Que d'angles dans cette mansarde Un g om tre y e t retrouv toutes les figures du cours le plus complet, mais c' tait mon premier domicile de libre gar on, et j'en pris possession avec un orgueil, une joie indicibles. Mon p re l'avait choisie en bon air, donnant sur la place du march , au-dessus d'une boutique de p tisserie tenue par deux antiques demoiselles, comme nous de la secte des ind pendants, avec l'arri re-pens e que ma conduite et mes principes religieux seraient s v rement contr l s par les misses Dinah et Hannah Dawson, en compagnie de qui je devais prendre mes repas. Lui-m me, faisant tr ve ses obstin s travaux et endossant pour la premi re fois, je crois, son habit des dimanches un jour ouvrable, tait venu me pr senter au patron sous les ordres duquel je devais d buter.
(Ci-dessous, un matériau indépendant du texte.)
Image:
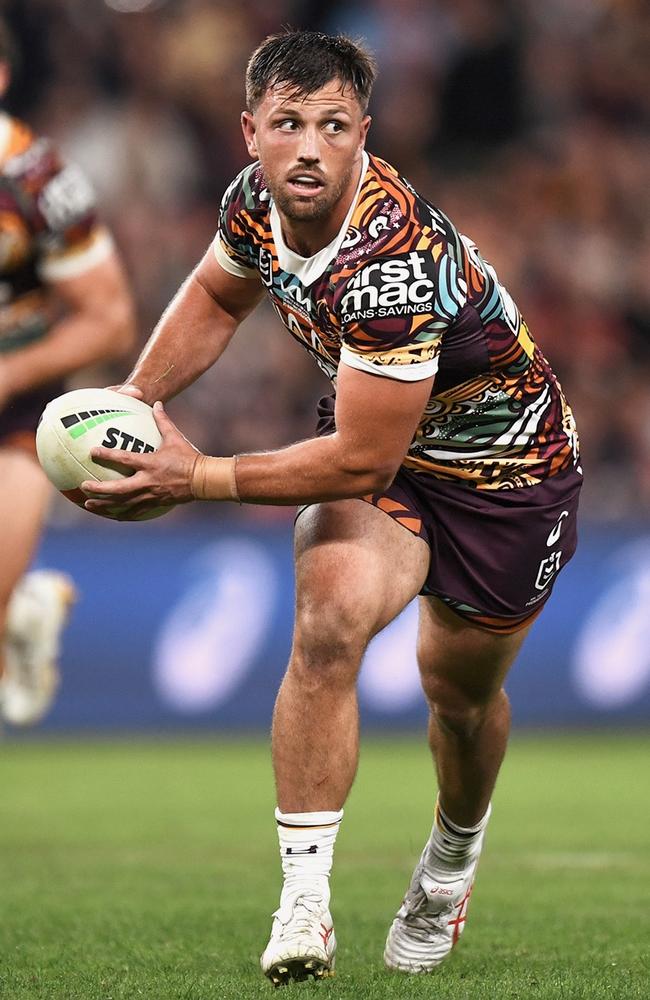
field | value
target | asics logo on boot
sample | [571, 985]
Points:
[325, 933]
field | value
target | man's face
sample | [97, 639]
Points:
[309, 147]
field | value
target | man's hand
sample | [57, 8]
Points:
[160, 478]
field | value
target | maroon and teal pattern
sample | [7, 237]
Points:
[405, 288]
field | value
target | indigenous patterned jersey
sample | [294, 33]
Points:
[48, 231]
[401, 293]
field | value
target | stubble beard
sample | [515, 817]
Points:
[316, 209]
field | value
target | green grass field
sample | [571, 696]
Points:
[151, 870]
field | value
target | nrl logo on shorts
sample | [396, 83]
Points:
[547, 570]
[401, 285]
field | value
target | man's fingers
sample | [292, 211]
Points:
[130, 459]
[130, 486]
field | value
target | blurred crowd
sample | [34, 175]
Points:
[525, 121]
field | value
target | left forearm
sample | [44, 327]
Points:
[312, 471]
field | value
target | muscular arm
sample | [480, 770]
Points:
[194, 330]
[376, 418]
[98, 324]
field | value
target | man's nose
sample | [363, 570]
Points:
[309, 151]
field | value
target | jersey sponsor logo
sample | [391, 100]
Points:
[352, 237]
[401, 285]
[266, 267]
[67, 198]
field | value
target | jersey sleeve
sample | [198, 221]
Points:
[69, 238]
[234, 245]
[394, 311]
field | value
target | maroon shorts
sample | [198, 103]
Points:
[19, 418]
[495, 554]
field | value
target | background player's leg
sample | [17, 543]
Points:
[463, 669]
[33, 606]
[355, 571]
[23, 503]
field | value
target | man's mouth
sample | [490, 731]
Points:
[305, 184]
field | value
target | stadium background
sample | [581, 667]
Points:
[136, 866]
[527, 123]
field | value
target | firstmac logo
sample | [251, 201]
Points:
[393, 286]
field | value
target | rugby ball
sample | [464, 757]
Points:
[72, 424]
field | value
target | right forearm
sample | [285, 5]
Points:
[192, 333]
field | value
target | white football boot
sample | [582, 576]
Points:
[302, 942]
[432, 916]
[37, 613]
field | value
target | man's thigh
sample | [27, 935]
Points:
[459, 660]
[356, 569]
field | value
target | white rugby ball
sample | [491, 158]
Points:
[72, 424]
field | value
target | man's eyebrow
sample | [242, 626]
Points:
[291, 108]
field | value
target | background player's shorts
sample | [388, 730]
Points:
[19, 418]
[495, 554]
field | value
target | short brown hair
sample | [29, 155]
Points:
[306, 61]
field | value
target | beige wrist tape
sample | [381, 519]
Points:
[215, 478]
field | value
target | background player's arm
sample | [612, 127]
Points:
[98, 325]
[193, 331]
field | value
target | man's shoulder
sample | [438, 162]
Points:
[391, 217]
[247, 192]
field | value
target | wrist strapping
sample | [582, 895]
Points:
[214, 478]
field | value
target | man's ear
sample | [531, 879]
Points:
[366, 122]
[248, 128]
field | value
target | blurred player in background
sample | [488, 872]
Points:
[64, 304]
[446, 466]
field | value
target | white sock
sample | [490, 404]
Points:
[452, 846]
[307, 850]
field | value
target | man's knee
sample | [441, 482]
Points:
[330, 638]
[457, 710]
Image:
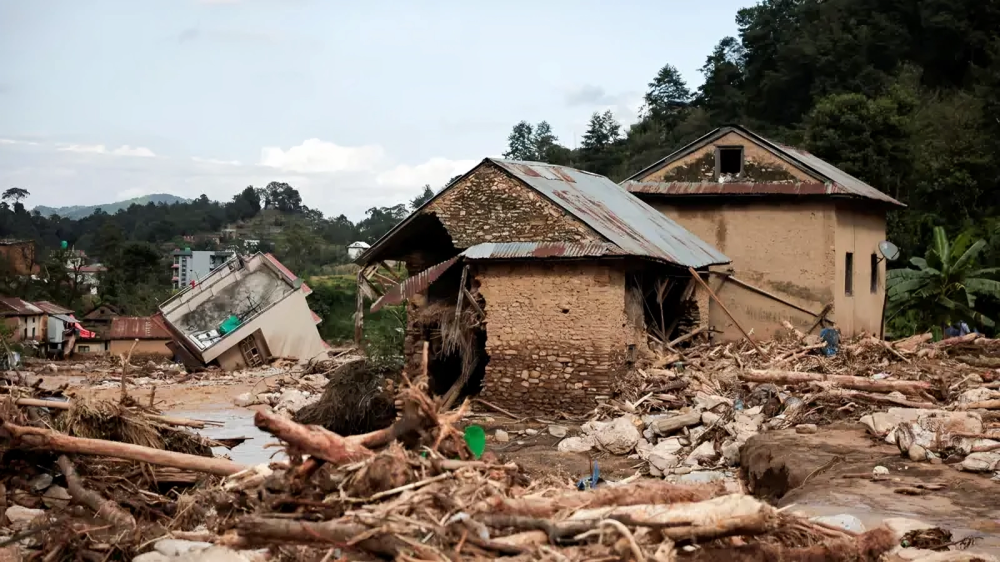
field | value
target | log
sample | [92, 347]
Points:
[313, 440]
[984, 405]
[846, 381]
[261, 532]
[104, 509]
[44, 439]
[666, 426]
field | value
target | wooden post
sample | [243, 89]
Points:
[359, 313]
[726, 310]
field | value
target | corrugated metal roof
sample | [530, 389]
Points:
[729, 188]
[839, 182]
[20, 307]
[501, 250]
[623, 219]
[52, 308]
[137, 327]
[413, 285]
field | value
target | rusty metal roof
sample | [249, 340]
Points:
[728, 188]
[835, 180]
[635, 227]
[510, 250]
[137, 327]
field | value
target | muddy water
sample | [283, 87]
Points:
[238, 422]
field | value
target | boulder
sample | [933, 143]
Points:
[619, 437]
[579, 444]
[981, 462]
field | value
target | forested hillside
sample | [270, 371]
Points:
[902, 94]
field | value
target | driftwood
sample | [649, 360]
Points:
[65, 405]
[104, 509]
[44, 439]
[846, 381]
[313, 440]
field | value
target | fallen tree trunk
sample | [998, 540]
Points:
[846, 381]
[644, 491]
[313, 440]
[261, 532]
[104, 509]
[44, 439]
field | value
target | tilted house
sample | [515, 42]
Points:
[802, 234]
[556, 267]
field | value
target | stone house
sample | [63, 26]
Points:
[802, 234]
[551, 269]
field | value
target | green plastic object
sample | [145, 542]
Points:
[475, 438]
[229, 324]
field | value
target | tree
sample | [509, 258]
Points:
[521, 143]
[15, 194]
[424, 197]
[944, 285]
[667, 96]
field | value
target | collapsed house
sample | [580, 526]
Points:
[535, 284]
[803, 235]
[245, 312]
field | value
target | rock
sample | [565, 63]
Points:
[178, 547]
[843, 521]
[702, 477]
[619, 437]
[580, 444]
[56, 496]
[21, 516]
[246, 399]
[981, 462]
[151, 556]
[731, 453]
[916, 453]
[41, 482]
[558, 431]
[703, 454]
[666, 426]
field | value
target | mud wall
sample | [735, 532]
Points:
[859, 231]
[784, 248]
[491, 206]
[557, 334]
[759, 165]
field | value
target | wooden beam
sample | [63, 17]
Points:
[712, 294]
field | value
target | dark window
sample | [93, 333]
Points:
[730, 160]
[849, 274]
[874, 274]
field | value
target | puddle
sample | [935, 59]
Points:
[238, 423]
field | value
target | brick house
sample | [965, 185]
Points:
[802, 234]
[556, 264]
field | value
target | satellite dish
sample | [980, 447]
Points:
[888, 250]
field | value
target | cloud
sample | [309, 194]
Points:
[435, 172]
[216, 161]
[123, 150]
[589, 94]
[315, 155]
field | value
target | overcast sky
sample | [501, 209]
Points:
[356, 104]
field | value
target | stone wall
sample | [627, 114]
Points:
[557, 334]
[491, 206]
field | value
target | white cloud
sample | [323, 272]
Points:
[435, 172]
[315, 155]
[216, 161]
[123, 150]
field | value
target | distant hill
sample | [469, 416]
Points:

L'action de Ma cousine Phillis se situe dans une petite ville imaginaire, cette fois baptis e Eltham. Il ne s'agit pourtant pas dans cette novella de la vie de vieilles demoiselles entre invitations boire le th et ragots sur le compte des voisins, mais plut t de la vie de famille dans une ferme isol e, entre travaux de la ferme pour les messieurs, travaux d'aiguille pour les dames, et lecture pour celles et ceux qui en ont le go t...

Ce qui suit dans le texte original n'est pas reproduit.